Dataface Tasks

Choose narrative serif typeface for Dataface

IDGRAPH_LIBRARY-CHOOSE_NARRATIVE_SERIF_TYPEFACE_FOR_DATAFACE
Statuscompleted
Priorityp2
Milestonem1-ft-analytics-analyst-pilot
Ownerdata-viz-designer-engineer

Problem

Select a serif companion typeface for narrative headlines and selected annotation labels after the primary sans decision is complete.

Context

  • Dataface chose Inter as the primary sans-serif typeface for UI, charts, tables, and data-dense surfaces (see ai_notes/considerations/INTER_AS_PRIMARY_SANS.md).
  • Source Sans 3 was the runner-up in the sans evaluation, noted for its warmer, more text-oriented tone.
  • The suite CSS already defines --font-sans with Inter and --font-mono with JetBrains Mono, but has no --font-serif variable.
  • The serif companion is scoped to narrative headlines, section headers, and selected annotation labels — not to data-dense chart surfaces, which remain Inter-only.
  • The serif typeface must be open source (SIL OFL) and available on Google Fonts for easy self-hosting and CDN delivery.

Possible Solutions

  • Source Serif 4 (recommended): Adobe's serif counterpart to Source Sans. Variable font with optical size axis (opsz), weight range 200–900. Shares the humanist warmth that made Source Sans 3 the runner-up in the sans round. Pairs naturally with Inter's proportions and x-height. SIL OFL, on Google Fonts. Trade-offs: best balance of narrative voice, Inter compatibility, and implementation maturity. Optical sizes give display-quality headlines without a separate cut.

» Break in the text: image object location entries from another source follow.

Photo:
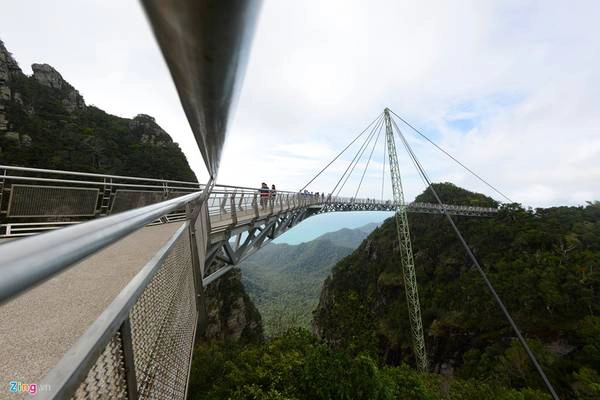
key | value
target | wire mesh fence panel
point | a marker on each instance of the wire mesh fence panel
(48, 201)
(106, 379)
(163, 324)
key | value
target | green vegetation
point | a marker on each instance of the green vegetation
(284, 280)
(298, 366)
(544, 263)
(50, 127)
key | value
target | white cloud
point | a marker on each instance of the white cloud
(511, 88)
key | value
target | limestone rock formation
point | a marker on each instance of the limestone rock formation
(45, 123)
(48, 76)
(232, 316)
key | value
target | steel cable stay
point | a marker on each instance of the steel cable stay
(362, 151)
(342, 152)
(471, 255)
(346, 175)
(452, 157)
(383, 170)
(368, 161)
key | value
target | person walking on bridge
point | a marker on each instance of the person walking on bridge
(273, 194)
(264, 195)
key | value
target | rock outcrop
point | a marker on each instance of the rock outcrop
(45, 123)
(232, 316)
(48, 76)
(8, 69)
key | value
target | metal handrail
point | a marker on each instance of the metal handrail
(66, 376)
(63, 172)
(27, 262)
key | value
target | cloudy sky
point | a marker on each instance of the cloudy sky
(511, 88)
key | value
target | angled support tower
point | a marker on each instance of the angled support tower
(408, 265)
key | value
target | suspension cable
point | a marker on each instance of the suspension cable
(368, 139)
(383, 171)
(452, 157)
(464, 243)
(368, 161)
(345, 148)
(375, 128)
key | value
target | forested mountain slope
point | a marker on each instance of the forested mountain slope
(285, 280)
(544, 263)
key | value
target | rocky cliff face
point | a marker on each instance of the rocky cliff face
(8, 69)
(232, 316)
(45, 123)
(48, 76)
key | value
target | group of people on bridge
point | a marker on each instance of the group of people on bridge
(267, 194)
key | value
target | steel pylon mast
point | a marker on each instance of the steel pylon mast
(406, 254)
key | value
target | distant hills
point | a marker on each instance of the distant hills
(544, 263)
(285, 280)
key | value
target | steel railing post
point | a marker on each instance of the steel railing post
(128, 359)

  • Newsreader: Production Type design for Google, purpose-built for editorial contexts. Variable with optical size axis. Strong narrative personality. Trade-offs: excellent editorial voice but potentially too opinionated for a data product — its personality could clash with Inter's neutral pragmatism.

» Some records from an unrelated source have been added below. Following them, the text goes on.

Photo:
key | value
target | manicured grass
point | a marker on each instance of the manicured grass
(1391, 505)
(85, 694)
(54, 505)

  • Literata: Originally designed for Google Play Books. Clean, modern serif with variable support. Trade-offs: optimized for long-form reading rather than headline display; less distinctive at large sizes.

  • Lora: Popular serif pairing with sans-serif faces. Well-balanced calligraphic curves. Trade-offs: widely used but lacks optical size axis; headline rendering at large sizes is less refined than Source Serif 4.

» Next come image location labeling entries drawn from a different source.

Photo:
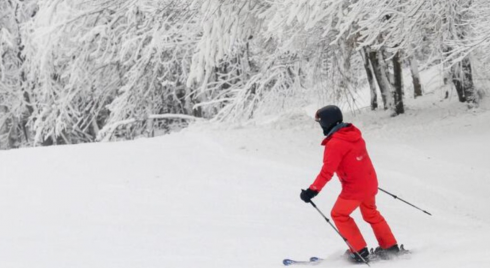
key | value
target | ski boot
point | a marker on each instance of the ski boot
(356, 257)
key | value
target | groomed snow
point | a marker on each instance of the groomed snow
(211, 197)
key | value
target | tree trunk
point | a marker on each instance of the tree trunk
(417, 86)
(398, 81)
(462, 77)
(372, 84)
(383, 83)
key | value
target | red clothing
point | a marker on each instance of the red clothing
(348, 228)
(346, 154)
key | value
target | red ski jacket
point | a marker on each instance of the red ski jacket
(346, 154)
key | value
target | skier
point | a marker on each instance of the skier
(346, 154)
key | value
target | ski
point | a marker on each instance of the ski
(312, 261)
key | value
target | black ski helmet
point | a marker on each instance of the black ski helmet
(328, 117)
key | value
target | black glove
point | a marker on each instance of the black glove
(307, 195)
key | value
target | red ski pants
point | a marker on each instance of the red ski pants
(347, 226)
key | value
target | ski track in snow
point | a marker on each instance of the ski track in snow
(211, 197)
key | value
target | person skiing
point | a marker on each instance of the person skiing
(346, 155)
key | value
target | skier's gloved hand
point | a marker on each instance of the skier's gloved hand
(308, 194)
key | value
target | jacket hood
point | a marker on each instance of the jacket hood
(349, 133)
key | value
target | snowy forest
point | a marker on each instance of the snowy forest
(75, 71)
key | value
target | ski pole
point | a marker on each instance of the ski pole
(345, 239)
(396, 197)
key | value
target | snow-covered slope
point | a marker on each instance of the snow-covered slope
(211, 197)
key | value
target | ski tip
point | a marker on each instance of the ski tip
(314, 259)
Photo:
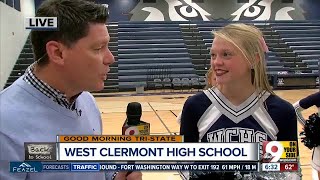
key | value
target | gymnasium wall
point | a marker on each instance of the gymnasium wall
(182, 10)
(13, 36)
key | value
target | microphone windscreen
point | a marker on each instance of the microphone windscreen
(134, 112)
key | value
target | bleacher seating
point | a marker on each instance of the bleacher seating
(176, 54)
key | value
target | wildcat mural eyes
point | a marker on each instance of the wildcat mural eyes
(184, 10)
(254, 10)
(260, 10)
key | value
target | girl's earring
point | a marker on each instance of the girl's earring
(252, 76)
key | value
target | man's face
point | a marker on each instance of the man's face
(87, 61)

  • No serif — Inter only: Skip the serif companion entirely. Trade-offs: simplest path but sacrifices the narrative voice that editorial and annotation-heavy surfaces benefit from.

Plan

  1. Evaluate candidates at headline sizes (24–48px) paired with Inter body text.
  2. Select Source Serif 4 based on Inter compatibility, optical size support, and narrative tone.
  3. Record the decision and rationale in ai_notes/considerations/SOURCE_SERIF_4_AS_NARRATIVE_SERIF.md.
  4. Add --font-serif CSS variable to apps/cloud/static/css/suite.css alongside existing --font-sans and --font-mono.
  5. No render-layer code changes — serif usage in chart annotations will be wired in future tasks as specific narrative surfaces are built.

Implementation Progress

  • [x] Evaluated candidate serif families against Inter pairing criteria.
  • [x] Selected Source Serif 4 as the narrative serif companion.
  • [x] Created decision document: ai_notes/considerations/SOURCE_SERIF_4_AS_NARRATIVE_SERIF.md.
  • [x] Added --font-serif CSS variable to suite.css.
  • [x] Task completed — serif is available for future narrative surfaces.

QA Exploration

  • N/A — this is a typography decision and CSS variable addition with no runtime behavior change. The variable is declared but not yet consumed by any component; visual QA will happen when narrative surfaces are built.
  • [x] QA exploration completed (or N/A for non-UI tasks)

Review Feedback

  • Serif evaluation should happen as a distinct visual-language decision, not as an add-on to the sans selection.
  • Source Serif 4 selected for its optical size axis, Inter compatibility, and narrative warmth without data-surface contamination.